What Does AC and DC Mean in Welding? 

AC and DC are two types of currents used in the welding process. Welding requires a constant current flow with a different polarity depending on the material being welded since it employs an electric arc to generate the heat required for the metal to melt. 

To achieve a decent weld, you must first grasp what these two currents signify on the welding equipment and the electrodes.

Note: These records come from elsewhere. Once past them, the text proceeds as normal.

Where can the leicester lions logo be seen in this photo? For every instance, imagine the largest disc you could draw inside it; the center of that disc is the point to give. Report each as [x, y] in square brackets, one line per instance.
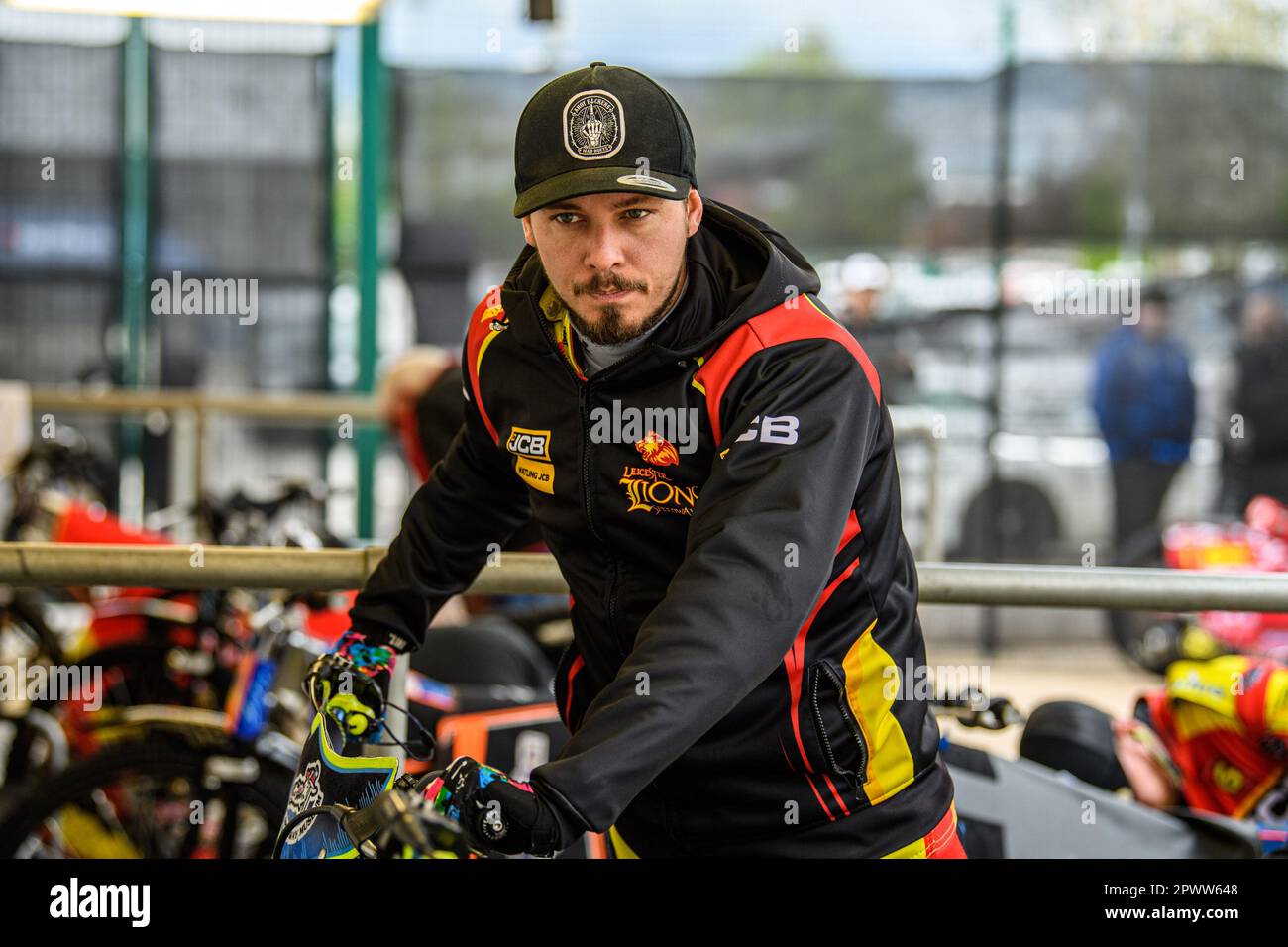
[657, 450]
[593, 125]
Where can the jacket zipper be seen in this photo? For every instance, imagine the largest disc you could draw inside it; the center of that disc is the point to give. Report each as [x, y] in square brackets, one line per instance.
[584, 414]
[849, 723]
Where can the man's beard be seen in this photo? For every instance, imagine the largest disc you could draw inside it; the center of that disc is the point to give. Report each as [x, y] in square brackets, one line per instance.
[609, 329]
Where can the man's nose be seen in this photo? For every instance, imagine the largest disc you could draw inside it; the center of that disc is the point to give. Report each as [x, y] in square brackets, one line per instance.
[604, 250]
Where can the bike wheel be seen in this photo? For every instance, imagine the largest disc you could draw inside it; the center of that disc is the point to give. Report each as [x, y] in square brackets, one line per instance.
[158, 799]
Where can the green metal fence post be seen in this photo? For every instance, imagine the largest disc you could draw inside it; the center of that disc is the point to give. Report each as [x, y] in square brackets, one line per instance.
[134, 254]
[372, 193]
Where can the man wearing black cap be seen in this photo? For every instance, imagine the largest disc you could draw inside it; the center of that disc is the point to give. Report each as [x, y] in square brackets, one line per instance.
[711, 464]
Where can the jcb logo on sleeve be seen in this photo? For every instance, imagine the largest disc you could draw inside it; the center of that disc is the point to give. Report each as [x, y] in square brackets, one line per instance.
[532, 458]
[772, 431]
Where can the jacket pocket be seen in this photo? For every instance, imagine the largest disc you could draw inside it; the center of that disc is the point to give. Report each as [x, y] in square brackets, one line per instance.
[840, 737]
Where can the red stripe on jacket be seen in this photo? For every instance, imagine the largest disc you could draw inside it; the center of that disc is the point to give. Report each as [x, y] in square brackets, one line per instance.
[773, 328]
[475, 337]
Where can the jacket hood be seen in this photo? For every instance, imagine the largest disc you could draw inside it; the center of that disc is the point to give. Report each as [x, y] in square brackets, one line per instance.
[738, 266]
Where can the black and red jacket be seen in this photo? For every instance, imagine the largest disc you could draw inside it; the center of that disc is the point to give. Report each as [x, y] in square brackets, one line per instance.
[745, 615]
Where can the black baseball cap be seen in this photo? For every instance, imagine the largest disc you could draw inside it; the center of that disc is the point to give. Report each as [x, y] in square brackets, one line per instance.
[587, 133]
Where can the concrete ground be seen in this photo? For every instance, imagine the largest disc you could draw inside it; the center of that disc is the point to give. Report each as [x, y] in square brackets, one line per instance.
[1033, 672]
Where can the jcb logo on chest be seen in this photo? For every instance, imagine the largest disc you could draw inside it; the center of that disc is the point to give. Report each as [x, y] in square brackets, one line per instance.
[532, 458]
[772, 431]
[529, 444]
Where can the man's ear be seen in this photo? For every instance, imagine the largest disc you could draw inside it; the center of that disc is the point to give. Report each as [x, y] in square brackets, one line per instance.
[694, 208]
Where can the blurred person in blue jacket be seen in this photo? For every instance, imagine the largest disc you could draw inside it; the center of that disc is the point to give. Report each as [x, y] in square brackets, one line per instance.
[1144, 401]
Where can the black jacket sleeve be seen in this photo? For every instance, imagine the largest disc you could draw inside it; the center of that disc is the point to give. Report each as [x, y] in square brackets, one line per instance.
[734, 604]
[468, 508]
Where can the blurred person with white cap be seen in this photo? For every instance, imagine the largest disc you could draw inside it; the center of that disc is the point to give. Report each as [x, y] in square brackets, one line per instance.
[864, 277]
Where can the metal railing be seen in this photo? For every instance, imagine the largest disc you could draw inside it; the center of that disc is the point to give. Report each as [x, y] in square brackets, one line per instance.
[197, 407]
[301, 570]
[320, 407]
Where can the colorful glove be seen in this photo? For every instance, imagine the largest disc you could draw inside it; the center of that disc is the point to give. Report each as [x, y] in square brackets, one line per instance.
[351, 684]
[496, 813]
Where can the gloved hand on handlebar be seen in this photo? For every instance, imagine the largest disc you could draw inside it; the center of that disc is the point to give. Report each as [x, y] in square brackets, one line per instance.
[349, 684]
[497, 814]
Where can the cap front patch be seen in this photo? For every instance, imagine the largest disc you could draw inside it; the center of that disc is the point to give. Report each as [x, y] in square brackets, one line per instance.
[593, 125]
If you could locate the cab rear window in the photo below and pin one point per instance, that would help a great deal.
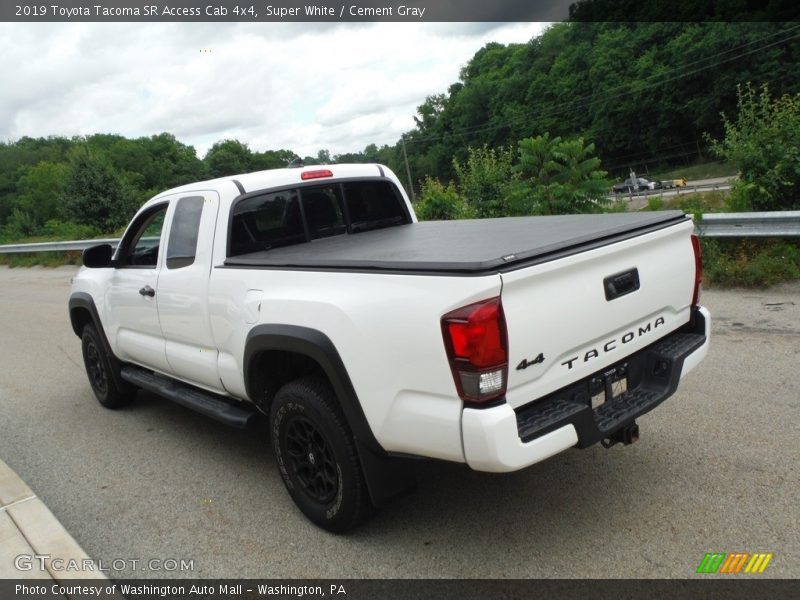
(300, 215)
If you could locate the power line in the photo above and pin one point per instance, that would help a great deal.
(588, 100)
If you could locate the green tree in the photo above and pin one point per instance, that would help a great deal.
(229, 157)
(486, 180)
(438, 202)
(94, 193)
(764, 144)
(39, 192)
(559, 177)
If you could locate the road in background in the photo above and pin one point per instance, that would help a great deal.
(638, 200)
(716, 470)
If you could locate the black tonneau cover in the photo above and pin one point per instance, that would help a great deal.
(461, 247)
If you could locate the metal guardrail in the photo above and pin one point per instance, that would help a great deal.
(784, 223)
(55, 246)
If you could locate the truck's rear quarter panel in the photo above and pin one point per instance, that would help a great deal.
(560, 309)
(386, 328)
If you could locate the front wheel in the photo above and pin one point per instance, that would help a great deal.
(316, 455)
(99, 367)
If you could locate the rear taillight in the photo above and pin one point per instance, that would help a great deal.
(698, 270)
(476, 342)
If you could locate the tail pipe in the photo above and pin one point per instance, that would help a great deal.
(627, 435)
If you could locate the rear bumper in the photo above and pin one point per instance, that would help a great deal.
(500, 438)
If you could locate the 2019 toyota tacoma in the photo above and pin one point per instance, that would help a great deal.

Electricity travels in two directions, Alternating Current (AC) and Direct Current (DC). And to create the arc, a power supply is necessary, which can be either AC DC. In Direct Current, electrons move in a single direction, or forward, whereas in Alternating Current, electrons alternate between travelling ahead and going backward.

The strength and quality of your weld are affected by the polarity of your electrodes. The two forms of current flow are also known as ‘electrode negative’ and ‘electrode positive,’ and they are commonly referred to as straight or reverse. 

What Does AC and DC Mean in Welding

The DC polarity is constant, whereas the AC polarity flows in one direction for half of the time and the other, reverse, way for the other half of the time.

So what exactly is this polarity? 

Every electrical circuit has two poles- negative and positive. Direct current travels in a single direction, resulting in polarity that is constant, whereas AC current flows in one direction half of the time and in the opposite way the other half. 

Electrode-positive (reversed polarity) leads to deeper penetration with rare exceptions. Electrode-negative (straight polarity) leads to faster electrode melt-off and, as a result, faster deposition rate.

Now let us understand AC and DC in detail. 

What is Alternating current (AC)? 

Because AC welding is thought to be inferior to DC welding, it is rarely employed while welding. AC welding is most typically used for heavy plate welds, quick fills, and high frequency aluminum TIG welding

AC current is also more suitable for use in higher temperatures. Because it has a larger current level, it allows for deeper penetration and is hence utilised for seam welding in shipbuilding. 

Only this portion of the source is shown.